In me the owner's soul was struggling with the free soul. So it will do all my life.

Keo and Ramayo stopped going to school after they learned to read and write and use the calculator, but I kept on. When there were no more classes to take from the school the Hame kept, the teachers helped me find classes in the net. Though the government controlled such courses, there were fine teachers and groups from all over the world, talking about literature and history and the sciences and arts. Always I wanted more history.

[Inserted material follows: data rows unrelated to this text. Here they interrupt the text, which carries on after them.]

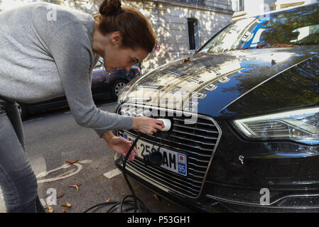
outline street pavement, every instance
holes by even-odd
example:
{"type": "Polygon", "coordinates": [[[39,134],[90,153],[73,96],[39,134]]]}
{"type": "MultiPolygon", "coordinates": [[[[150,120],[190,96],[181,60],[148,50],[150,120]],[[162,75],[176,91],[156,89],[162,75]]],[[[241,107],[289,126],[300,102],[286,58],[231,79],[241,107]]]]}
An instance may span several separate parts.
{"type": "MultiPolygon", "coordinates": [[[[97,106],[113,112],[116,104],[97,106]]],[[[123,175],[115,167],[114,152],[93,130],[78,126],[68,109],[32,116],[23,122],[23,128],[39,197],[43,205],[53,208],[53,213],[81,213],[97,204],[120,201],[131,194],[123,175]],[[72,165],[65,162],[76,160],[80,161],[72,165]]],[[[154,196],[132,180],[130,182],[136,196],[152,212],[190,212],[154,196]]],[[[96,211],[105,212],[109,208],[96,211]]],[[[1,193],[0,212],[5,212],[1,193]]]]}

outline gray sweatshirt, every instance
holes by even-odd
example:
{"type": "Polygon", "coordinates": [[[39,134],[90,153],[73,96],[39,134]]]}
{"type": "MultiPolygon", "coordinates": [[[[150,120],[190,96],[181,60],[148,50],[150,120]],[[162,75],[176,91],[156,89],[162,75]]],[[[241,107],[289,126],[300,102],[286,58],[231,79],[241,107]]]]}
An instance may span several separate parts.
{"type": "Polygon", "coordinates": [[[133,118],[97,109],[91,92],[99,55],[92,50],[94,18],[47,3],[0,13],[0,96],[35,103],[65,95],[75,121],[102,135],[130,129],[133,118]]]}

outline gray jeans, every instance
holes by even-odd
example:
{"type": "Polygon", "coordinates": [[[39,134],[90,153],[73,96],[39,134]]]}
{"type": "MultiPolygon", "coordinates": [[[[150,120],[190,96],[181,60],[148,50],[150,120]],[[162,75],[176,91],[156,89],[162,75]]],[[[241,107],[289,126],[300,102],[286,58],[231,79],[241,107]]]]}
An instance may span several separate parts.
{"type": "Polygon", "coordinates": [[[43,213],[22,127],[16,104],[0,98],[0,187],[6,212],[43,213]]]}

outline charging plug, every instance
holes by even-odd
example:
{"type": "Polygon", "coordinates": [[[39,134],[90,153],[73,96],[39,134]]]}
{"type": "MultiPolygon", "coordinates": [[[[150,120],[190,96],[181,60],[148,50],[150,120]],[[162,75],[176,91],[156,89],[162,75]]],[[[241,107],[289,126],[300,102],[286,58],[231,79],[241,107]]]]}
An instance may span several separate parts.
{"type": "Polygon", "coordinates": [[[170,119],[167,118],[163,118],[163,119],[158,119],[163,121],[163,123],[165,126],[165,128],[163,128],[161,129],[161,131],[167,132],[171,129],[171,127],[172,126],[172,123],[170,119]]]}

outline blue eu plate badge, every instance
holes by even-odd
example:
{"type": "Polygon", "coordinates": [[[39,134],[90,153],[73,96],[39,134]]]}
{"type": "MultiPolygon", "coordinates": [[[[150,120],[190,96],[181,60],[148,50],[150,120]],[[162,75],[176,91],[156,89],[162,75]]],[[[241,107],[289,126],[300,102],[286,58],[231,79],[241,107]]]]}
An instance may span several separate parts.
{"type": "Polygon", "coordinates": [[[178,153],[178,173],[186,176],[186,155],[178,153]]]}

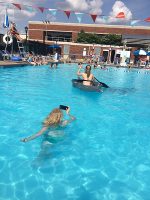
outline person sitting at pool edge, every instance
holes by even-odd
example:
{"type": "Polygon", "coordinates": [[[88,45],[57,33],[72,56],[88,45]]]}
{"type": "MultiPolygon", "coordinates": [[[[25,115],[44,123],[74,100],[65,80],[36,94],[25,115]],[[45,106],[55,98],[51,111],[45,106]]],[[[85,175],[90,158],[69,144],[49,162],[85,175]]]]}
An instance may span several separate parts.
{"type": "Polygon", "coordinates": [[[82,76],[83,80],[85,80],[83,81],[83,85],[87,85],[87,86],[92,85],[92,81],[94,80],[94,75],[91,74],[91,66],[87,65],[84,73],[80,72],[81,68],[82,68],[82,65],[79,66],[77,75],[82,76]]]}
{"type": "Polygon", "coordinates": [[[21,139],[21,142],[29,142],[30,140],[34,140],[35,138],[44,134],[49,128],[56,129],[57,127],[63,127],[75,120],[75,117],[70,115],[70,107],[67,106],[66,114],[69,116],[68,120],[63,120],[63,111],[60,108],[55,108],[48,115],[48,117],[43,122],[43,128],[38,131],[36,134],[31,135],[27,138],[21,139]]]}

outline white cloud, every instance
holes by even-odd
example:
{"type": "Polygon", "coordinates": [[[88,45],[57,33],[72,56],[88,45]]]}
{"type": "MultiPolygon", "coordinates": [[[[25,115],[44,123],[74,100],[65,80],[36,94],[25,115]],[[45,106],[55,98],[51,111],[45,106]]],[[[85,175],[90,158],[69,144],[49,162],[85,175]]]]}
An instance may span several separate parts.
{"type": "Polygon", "coordinates": [[[87,11],[91,14],[102,13],[103,0],[65,0],[63,7],[73,11],[87,11]]]}
{"type": "Polygon", "coordinates": [[[116,17],[120,12],[124,12],[126,20],[132,19],[132,12],[129,10],[129,8],[127,8],[127,6],[122,1],[116,1],[112,7],[110,16],[116,17]]]}
{"type": "Polygon", "coordinates": [[[132,12],[127,8],[127,6],[122,1],[116,1],[112,7],[112,11],[106,17],[107,19],[103,19],[101,17],[97,18],[98,23],[126,23],[128,20],[132,19],[132,12]],[[116,16],[120,13],[124,12],[125,19],[118,19],[116,16]]]}
{"type": "MultiPolygon", "coordinates": [[[[46,2],[46,0],[43,0],[42,3],[46,2]]],[[[7,8],[8,10],[8,16],[9,16],[9,20],[10,21],[14,21],[14,22],[19,22],[22,21],[24,19],[28,19],[30,17],[33,17],[36,15],[38,11],[38,9],[32,9],[32,6],[36,6],[36,5],[40,5],[41,1],[37,0],[36,3],[31,1],[31,0],[26,0],[26,1],[22,1],[22,0],[18,0],[18,1],[14,1],[14,3],[16,4],[20,4],[21,5],[21,10],[19,10],[17,7],[15,7],[12,4],[12,0],[5,0],[5,3],[1,3],[0,4],[0,23],[2,24],[4,22],[4,15],[5,15],[5,10],[7,8]],[[29,8],[27,8],[25,5],[27,6],[31,6],[29,8]]]]}

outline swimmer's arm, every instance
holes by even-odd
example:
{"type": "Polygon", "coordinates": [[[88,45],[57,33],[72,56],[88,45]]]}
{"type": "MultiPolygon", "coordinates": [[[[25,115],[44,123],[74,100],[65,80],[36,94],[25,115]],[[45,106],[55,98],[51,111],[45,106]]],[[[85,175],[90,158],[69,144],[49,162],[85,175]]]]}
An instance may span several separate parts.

Ress, who was a member of the Hame, first took me to the Library of Voe Deo. As it was open only to owners, it was not censored by the government. Freed assets, if they were light-skinned, were kept out by the librarians on one pretext or another. I was dark-skinned, and had learned here in the City to carry myself with an indifferent pride that spared one many insults and offenses. Ress told me to stride in as if I owned the place. I did so, and was given all privileges without question. So I began to read freely, to read any book I wanted in that great library, every book in it if I could. That was my joy, that reading. That was the heart of my freedom.

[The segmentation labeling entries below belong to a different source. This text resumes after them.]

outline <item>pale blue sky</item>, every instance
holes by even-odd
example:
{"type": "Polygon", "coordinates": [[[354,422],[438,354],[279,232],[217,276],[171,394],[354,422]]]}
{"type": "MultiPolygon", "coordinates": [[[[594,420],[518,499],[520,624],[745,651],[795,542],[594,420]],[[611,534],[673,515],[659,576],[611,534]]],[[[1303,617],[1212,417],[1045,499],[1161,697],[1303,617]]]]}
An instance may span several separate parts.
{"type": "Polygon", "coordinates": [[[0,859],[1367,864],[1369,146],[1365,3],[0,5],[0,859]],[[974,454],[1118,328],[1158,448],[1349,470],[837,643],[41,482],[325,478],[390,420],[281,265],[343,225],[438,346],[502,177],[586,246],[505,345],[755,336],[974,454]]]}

Beyond my work at the boxmaker's, which was well paid, pleasant, and among pleasant companions, and my learning and reading, there was not much to my life. I did not want more. I was lonely, but I felt that loneliness was no high price to pay for what I wanted.

Ress, whom I had disliked, was a friend to me. I went with her to meetings of the Hame, and also to entertainments that I would have known nothing about without her guidance.